TorgoX on 2001-11-08T07:43:42

Dear Log,

I get lots of mail about all the modules and articles that I have written. The most recent ones were: 1) someone thanking me for Sort::Naturally and adding that of course people want things sorted like Sort::Naturally sorts! [my muttering: sometimes they want it sorted really fast tho, so you're screwed, because Sort::Naturally is always going to be much slower than even Sort::ArbBiLex -- but thanks anyway]; 2) someone asking if I could write a RTTTL-to-MIDI converter and maybe put it in the MIDI-Perl dist (unlikely, but you never know), and 3) a request for advice from someone a bit new to recursive stuff and maybe to markup language processing, but who has to do some fairly complex stuff that I can only imagine doing with a traverser (a tree-recursor) -- but he's not at home with traversers.

Explaining traversers isn't so easy. I tried valiantly in a long response, of which the following is the last bit.

...The trick is to imagine _whammo_traverser calling itself on root and that INSTANCE of _whammo_traverser calling itself on a child of root, and that INSTANCE calling itself on a grandchild of root. Each instance of the routine being called on a node has its own copy of all sorts of variables and things -- notably its own @_, its own $this (copied from $_[0], with a "my"), and its own placeholder in its "foreach my $child ($this->content_list)" expression. So, where "you" are is $this (or $child) -- for appropriate values of "you". And when you call another instance of yourself, all the "my $this" variables are yours and yours alone -- the other instances have their own copies. (Otherwise you couldn't ever do a recursive routine, if attempts at recursion left different instances stomping on eachother's variables.)

The way to make this fit in your head is to think about only one instance at a time: put yourself in the shoes of a given instance of the sub and just limit yourself to figuring out what to do with the one node in front of you, and whether/how to call yourself on the child nodes, and maybe whether anything needs to be done with the current node once the calls on the children return. The traverser is just a matter of saying "what do I do when I have an 'a' element/node in $this, what do I do when I have a 'td' element/node in $this, etc, and what do I do otherwise?".

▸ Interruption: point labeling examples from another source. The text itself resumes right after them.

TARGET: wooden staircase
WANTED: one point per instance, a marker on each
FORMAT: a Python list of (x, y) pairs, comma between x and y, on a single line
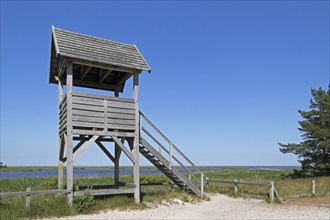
[(166, 166)]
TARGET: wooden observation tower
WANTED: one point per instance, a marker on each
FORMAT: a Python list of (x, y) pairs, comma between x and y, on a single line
[(83, 61)]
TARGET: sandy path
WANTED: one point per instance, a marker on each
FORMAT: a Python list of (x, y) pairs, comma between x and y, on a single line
[(219, 207)]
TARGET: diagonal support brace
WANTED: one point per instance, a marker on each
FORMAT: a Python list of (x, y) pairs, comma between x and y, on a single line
[(104, 149), (121, 145), (85, 146)]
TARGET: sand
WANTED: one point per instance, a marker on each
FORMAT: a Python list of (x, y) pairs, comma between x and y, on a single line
[(219, 207)]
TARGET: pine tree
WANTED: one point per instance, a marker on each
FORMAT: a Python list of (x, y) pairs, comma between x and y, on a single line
[(314, 151)]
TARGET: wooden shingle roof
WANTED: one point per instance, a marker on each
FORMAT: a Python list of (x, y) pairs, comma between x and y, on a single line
[(84, 48)]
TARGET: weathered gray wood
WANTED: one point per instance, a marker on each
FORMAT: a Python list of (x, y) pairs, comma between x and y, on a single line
[(40, 192), (104, 133), (121, 127), (104, 149), (95, 85), (75, 149), (60, 162), (99, 192), (105, 75), (85, 146), (173, 145), (87, 101), (271, 191), (121, 121), (86, 71), (87, 124), (121, 110), (69, 140), (121, 116), (202, 185), (88, 119), (101, 125), (28, 198), (176, 172), (124, 78), (105, 117), (103, 66), (170, 156), (95, 96), (114, 104), (117, 159), (123, 148), (136, 154), (239, 183), (88, 107)]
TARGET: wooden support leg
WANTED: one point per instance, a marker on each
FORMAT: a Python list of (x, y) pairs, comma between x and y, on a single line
[(60, 162), (116, 169), (69, 139), (136, 170), (69, 167)]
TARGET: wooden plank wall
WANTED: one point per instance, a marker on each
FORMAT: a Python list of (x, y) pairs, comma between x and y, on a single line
[(102, 112)]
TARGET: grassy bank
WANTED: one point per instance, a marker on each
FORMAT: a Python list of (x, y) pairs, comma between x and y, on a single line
[(39, 168), (286, 187), (55, 205)]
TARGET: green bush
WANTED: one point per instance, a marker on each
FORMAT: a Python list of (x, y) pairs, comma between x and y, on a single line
[(82, 203)]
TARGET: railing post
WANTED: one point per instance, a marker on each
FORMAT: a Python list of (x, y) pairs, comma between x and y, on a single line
[(202, 185), (28, 198), (235, 186), (170, 159), (271, 192)]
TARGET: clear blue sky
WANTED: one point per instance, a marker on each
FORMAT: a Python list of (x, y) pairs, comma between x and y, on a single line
[(227, 76)]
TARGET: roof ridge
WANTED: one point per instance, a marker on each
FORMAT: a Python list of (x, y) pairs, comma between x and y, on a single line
[(98, 38)]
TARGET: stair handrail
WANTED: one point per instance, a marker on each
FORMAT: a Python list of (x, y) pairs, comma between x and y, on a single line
[(162, 147), (171, 144)]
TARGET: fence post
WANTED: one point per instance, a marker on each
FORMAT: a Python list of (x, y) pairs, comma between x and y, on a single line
[(235, 186), (28, 198), (170, 159), (202, 185), (271, 191)]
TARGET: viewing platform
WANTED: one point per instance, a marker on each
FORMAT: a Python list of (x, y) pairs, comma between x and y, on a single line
[(98, 115)]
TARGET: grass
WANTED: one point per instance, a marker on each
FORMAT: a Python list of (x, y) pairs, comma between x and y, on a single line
[(39, 168), (286, 187), (56, 206)]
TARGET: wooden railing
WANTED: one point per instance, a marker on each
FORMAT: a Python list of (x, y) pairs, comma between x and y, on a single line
[(97, 112), (271, 186), (194, 174)]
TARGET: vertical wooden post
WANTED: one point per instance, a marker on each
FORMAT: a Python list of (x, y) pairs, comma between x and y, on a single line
[(313, 187), (235, 187), (170, 156), (117, 155), (60, 140), (136, 139), (207, 183), (28, 198), (69, 139), (271, 192), (202, 185)]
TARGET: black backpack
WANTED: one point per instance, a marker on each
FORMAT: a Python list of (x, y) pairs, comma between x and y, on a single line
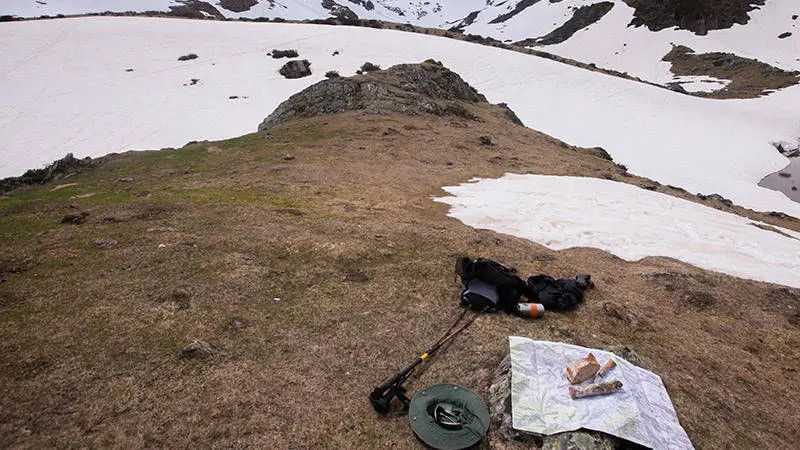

Getting the hang of recursion and traversal is one of the hardest things I've done (or had happen to me). Like op-art and base-N number systems, some people pick it up easy, some people never really get it all the way, and some people take a while to get it (for many and vague meanings of "get it").
I wrangled with recursion/traversal all while writing Tree::DAG_Node, to which HTML::Element is sort of an evil twin. (And then a year or two after the idea was solid in my head, I went and learned about efficiency tricks, and how to implement a recursive algorithm without a recursive routine. My general verdict on that is: don't try.)